Police and Crime Commissioners: they sound good on paper, but we may be sleepwalking into a fiasco
PUBLISHED November 15, 2012
Say what you like about John Prescott, and plenty of people have done, but he has probably done more than anyone else to raise the profile of the forthcoming elections for Police and Crime Commissioners. I am not sure he would like to be credited with single-handedly saving a Tory flagship policy from ignominy, but that is what he may have done. Without his typically forthright campaigning zeal, his efforts to persuade the people of Hull that he is the man to oversee and improve their local policing, today's elections would have been even more of a disaster than they already promise to be. With Prescott, what you see is what you get, and it's up to people to vote for him or an alternative candidate. At least they know what's on offer.
Not the case for the rest of the country, who appear to have been reduced to apathy about the whole exercise. We have a very low turnout predicted, few of the great and good putting themselves up as candidates, confusion over funding for prospective candidates and an obscene budget - estimated to be £75 million - to make the whole thing happen. This makes for an interesting democratic exercise and one likely to be hailed as a lesson in how not to do it. And all this about a subject, law and order, that we are told is the number-one priority and concern of every citizen.

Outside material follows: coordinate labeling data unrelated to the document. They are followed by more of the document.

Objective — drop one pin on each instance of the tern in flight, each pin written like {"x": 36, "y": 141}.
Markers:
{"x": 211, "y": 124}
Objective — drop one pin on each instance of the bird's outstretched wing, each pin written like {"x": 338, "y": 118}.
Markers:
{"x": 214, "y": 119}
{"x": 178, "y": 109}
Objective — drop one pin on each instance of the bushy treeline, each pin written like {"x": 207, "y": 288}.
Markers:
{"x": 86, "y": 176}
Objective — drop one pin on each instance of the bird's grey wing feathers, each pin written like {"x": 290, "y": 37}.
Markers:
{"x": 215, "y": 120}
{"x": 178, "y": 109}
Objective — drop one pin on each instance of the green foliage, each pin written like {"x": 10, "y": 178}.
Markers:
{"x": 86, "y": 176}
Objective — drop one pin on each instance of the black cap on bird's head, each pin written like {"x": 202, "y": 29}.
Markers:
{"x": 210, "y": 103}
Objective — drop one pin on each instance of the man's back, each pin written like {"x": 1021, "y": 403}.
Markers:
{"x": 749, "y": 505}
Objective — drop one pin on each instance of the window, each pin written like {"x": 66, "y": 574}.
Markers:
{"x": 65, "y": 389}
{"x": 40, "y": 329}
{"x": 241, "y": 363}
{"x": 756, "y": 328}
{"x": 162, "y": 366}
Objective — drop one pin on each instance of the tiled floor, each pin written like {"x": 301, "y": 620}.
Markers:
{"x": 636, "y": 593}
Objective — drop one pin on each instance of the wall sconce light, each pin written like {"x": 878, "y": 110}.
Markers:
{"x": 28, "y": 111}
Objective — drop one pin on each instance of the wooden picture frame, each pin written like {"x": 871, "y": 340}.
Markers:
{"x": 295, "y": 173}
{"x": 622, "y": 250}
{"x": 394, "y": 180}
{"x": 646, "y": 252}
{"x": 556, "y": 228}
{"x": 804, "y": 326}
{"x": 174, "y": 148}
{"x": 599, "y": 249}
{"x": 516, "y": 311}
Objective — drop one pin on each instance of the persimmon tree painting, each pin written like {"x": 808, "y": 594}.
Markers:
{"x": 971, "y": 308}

The PCCs are a good idea, but poorly executed and at the wrong time. In terms of policy, the Government are right to allow people a say in how their local area is policed, and to provide someone they can hold to account. Taking the glass-half-full approach there is much to be celebrated. At the stroke of a statutory pen elected PCCs have rid us of the swathes of unnecessary bureaucracy and expense that were associated with the old Police Authorities. Gone will be the complex committee structures which all too often impeded decision-making. Chief Constables and Commissioners can now hire his or her own team, rather than have a senior team foisted upon him/her by whatever peculiar selection process had been put together. Chiefs up and down the land can now form a proper CEO - Chairman relationship with their newly elected and mandated PCC and look to him or her for counsel and direction in areas such as local priorities and management of the budgets. The jury is still out as whether the new one-to-one relationship will improve transparency and accountability for decision-making, but in theory, freed from all the old encumbrances, Chiefs can just get on with the job they have been paid to do, to reduce and prevent crime. Sounds like a brilliant idea, doesn't it?
Sadly, I fear not. The concept of elected PCCs may look good on paper but, as with all strategies, the absence of a well-thought-through implementation plan and an acknowledgement of the reality of the operating context means that we may be sleepwalking into a fiasco. Enough has been written about the (now) lukewarm political support from No 10, the poor quality of some of the candidates, the absence of a genuine campaign to enlighten the public, and how this whole exercise is going to politicise the police. All this, said Ian Blair, with his customary tact and media savviness, was enough for him to encourage people not to vote at all. As ever, two wrongs don't make a right, and the ministerial slapping that came his way afterwards was probably deserved.
No, the real problem is that PCCs are going perpetuate the fallacy that policing takes place in vacuums; that criminals recognise the artificial boundaries drawn on maps many years ago to differentiate regions, authorities and wards. At the very time that police forces across the country need to collaborate more, to share scarce resources and prioritise efforts against the targets causing most harm, we have the prospect of artificial drawbridges being pulled up and PCCs demanding that assets are ring-fenced for their priorities. We also have the parallel issue of a government trumpeting the cause of a new National Crime Agency with powers, for the first time, to direct resources from local forces to an identified priority elsewhere. You simply cannot see PCCs supporting such requests when their own force is not the beneficiary.
Stuck in the middle of all this, between a rock and a hard place, is the poor old Chief Constable. Hired by the PCC and locked for the term in a death embrace with the elected incumbent, at any one time trying to satisfy local needs whilst having to maintain a corporate eye on regional and national requirements. Mark my word, in a couple of years' time most will be yearning for a return to the good old days of Police Authorities and their endless committees.